Learning from feedback is an instrumental process for advancing the capabilities and safety of frontier models, yet its effectiveness is often constrained by cost and scalability. We present a pilot study that explores scaling reward models through unsupervised approaches. We operationalize reward-based scaling (RBS), in its simplest form, as preference learning over document prefixes and suffixes drawn from large-scale web corpora.
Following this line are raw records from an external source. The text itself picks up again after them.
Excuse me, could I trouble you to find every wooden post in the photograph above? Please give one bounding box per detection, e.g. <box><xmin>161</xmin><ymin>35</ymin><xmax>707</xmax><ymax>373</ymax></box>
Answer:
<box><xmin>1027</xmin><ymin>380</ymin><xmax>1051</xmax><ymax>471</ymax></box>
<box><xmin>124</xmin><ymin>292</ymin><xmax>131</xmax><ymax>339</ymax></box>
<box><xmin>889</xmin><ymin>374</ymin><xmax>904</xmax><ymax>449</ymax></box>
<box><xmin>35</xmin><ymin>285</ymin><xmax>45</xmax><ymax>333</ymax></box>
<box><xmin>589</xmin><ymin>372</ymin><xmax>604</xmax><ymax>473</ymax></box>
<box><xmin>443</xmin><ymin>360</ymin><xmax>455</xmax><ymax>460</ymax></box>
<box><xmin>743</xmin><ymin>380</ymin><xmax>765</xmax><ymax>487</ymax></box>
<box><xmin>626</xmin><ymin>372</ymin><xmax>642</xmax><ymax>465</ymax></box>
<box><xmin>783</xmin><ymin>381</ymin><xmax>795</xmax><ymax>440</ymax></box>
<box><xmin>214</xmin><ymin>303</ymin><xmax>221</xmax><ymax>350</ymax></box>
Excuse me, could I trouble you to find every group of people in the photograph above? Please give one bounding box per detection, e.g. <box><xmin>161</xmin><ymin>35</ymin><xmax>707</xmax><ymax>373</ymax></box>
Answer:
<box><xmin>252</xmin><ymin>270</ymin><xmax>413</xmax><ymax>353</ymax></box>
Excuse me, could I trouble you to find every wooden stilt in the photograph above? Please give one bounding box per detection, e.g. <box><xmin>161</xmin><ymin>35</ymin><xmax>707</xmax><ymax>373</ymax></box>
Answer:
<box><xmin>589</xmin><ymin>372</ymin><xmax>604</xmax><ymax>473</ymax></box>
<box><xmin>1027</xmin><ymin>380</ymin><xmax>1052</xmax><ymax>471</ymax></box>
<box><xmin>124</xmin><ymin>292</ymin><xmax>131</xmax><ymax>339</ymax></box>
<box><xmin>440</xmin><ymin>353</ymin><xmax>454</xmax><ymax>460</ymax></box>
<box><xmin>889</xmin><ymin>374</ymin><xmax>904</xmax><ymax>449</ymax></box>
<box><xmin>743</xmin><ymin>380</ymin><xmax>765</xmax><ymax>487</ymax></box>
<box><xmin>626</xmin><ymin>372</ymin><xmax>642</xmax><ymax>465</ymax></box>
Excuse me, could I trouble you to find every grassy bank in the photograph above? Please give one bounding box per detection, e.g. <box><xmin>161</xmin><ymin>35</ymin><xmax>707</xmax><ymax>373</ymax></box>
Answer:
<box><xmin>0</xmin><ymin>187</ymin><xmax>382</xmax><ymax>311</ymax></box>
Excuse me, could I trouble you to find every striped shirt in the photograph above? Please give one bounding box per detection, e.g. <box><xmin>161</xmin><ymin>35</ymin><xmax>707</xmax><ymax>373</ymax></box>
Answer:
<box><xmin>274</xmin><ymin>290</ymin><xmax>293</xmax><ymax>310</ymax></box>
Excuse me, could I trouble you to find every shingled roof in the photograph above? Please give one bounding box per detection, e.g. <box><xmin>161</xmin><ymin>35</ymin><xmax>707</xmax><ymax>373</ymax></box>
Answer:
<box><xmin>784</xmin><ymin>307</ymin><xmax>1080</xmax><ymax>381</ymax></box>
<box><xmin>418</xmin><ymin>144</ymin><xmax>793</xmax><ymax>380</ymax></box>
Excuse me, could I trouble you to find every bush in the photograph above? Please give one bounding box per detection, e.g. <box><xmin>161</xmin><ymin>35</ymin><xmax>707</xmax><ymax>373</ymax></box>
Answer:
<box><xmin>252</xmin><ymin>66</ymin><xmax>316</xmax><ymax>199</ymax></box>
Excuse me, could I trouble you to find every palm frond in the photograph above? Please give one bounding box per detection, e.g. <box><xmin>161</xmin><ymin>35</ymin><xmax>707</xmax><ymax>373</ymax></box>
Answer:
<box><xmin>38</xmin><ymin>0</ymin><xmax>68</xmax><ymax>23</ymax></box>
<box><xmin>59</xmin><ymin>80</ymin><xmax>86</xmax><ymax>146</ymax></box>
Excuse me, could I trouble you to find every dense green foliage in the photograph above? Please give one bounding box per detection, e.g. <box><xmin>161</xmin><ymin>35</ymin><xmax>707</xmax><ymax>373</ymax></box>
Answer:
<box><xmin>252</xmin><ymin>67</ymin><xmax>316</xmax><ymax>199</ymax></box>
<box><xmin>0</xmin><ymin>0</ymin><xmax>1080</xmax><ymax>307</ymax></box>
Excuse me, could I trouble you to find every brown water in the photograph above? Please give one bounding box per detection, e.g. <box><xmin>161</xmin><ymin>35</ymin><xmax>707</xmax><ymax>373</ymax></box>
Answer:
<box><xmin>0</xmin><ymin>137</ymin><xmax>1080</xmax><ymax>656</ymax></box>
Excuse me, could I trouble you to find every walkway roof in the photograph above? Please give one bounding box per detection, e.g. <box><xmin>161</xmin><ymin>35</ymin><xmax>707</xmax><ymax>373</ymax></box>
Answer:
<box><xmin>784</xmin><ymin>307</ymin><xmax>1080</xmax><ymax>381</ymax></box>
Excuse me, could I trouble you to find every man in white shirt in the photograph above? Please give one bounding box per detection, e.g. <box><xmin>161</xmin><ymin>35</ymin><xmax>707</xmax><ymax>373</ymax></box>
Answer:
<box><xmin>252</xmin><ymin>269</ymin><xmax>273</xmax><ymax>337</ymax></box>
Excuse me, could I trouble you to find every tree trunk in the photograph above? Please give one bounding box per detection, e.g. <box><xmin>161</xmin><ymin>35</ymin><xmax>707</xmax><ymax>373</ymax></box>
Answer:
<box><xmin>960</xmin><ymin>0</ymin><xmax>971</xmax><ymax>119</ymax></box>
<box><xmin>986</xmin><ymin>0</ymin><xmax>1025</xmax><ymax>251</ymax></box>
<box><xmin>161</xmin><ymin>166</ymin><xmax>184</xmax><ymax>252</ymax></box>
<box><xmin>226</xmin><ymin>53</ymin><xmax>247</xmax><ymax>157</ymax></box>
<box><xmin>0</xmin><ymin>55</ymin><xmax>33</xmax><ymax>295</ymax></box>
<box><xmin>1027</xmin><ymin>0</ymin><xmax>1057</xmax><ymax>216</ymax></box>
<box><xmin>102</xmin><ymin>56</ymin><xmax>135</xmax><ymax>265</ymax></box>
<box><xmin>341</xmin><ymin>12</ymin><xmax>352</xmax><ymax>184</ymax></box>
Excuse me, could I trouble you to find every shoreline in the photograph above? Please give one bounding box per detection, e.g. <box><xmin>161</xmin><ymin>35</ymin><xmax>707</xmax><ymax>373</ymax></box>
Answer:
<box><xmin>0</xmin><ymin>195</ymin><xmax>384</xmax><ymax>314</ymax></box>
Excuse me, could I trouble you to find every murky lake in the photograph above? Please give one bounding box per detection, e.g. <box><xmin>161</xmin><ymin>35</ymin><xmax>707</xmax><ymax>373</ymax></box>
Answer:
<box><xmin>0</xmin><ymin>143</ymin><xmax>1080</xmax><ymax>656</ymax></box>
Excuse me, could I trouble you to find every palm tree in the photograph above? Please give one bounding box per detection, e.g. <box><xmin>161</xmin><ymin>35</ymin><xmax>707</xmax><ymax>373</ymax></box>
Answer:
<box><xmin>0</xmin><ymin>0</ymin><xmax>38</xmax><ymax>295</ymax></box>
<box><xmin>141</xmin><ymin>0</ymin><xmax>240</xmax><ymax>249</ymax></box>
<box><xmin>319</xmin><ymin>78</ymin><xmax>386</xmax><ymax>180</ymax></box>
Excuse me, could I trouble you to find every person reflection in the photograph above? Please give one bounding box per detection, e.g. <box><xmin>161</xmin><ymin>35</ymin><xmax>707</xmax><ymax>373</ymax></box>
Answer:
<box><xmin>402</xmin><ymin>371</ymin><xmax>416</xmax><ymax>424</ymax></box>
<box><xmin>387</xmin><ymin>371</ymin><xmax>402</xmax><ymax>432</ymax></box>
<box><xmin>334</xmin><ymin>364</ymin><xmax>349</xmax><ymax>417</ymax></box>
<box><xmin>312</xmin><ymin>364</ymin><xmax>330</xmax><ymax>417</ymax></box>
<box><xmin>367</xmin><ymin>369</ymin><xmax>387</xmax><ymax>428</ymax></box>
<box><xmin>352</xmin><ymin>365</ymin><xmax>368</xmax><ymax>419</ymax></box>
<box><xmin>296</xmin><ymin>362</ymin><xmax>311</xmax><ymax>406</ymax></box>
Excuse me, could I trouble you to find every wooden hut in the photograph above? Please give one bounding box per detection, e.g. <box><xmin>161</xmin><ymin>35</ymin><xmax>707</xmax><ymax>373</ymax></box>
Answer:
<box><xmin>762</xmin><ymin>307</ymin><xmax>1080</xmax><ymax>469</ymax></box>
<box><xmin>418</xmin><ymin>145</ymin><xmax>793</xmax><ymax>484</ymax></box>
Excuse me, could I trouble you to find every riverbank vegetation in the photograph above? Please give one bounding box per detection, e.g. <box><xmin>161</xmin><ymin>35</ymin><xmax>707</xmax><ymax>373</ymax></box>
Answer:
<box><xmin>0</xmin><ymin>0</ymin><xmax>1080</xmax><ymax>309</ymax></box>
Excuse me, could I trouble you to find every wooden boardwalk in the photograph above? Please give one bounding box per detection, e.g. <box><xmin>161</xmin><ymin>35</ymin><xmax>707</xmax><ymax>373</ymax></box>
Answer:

Its advantage is demonstrated in various aspects: despite using no human annotations, training on 11M tokens of math-focused web data yields steady gains on RewardBench v1 and v2, and these improvements consistently transfer across diverse initialization backbones spanning model families and scales. Across models, our method improves RewardBench v2 accuracy by up to +7.7 points on average, with gains of up to +16.1 on in-domain math subsets and consistent improvements on out-of-domain safety and general subsets. When applied to best-of-N selection and policy optimization, these reward models substantially improve downstream math performance and match or exceed strong supervised reward model baselines of similar size. Overall, we demonstrate the feasibility and promise of training reward models without costly and potentially unreliable human annotations.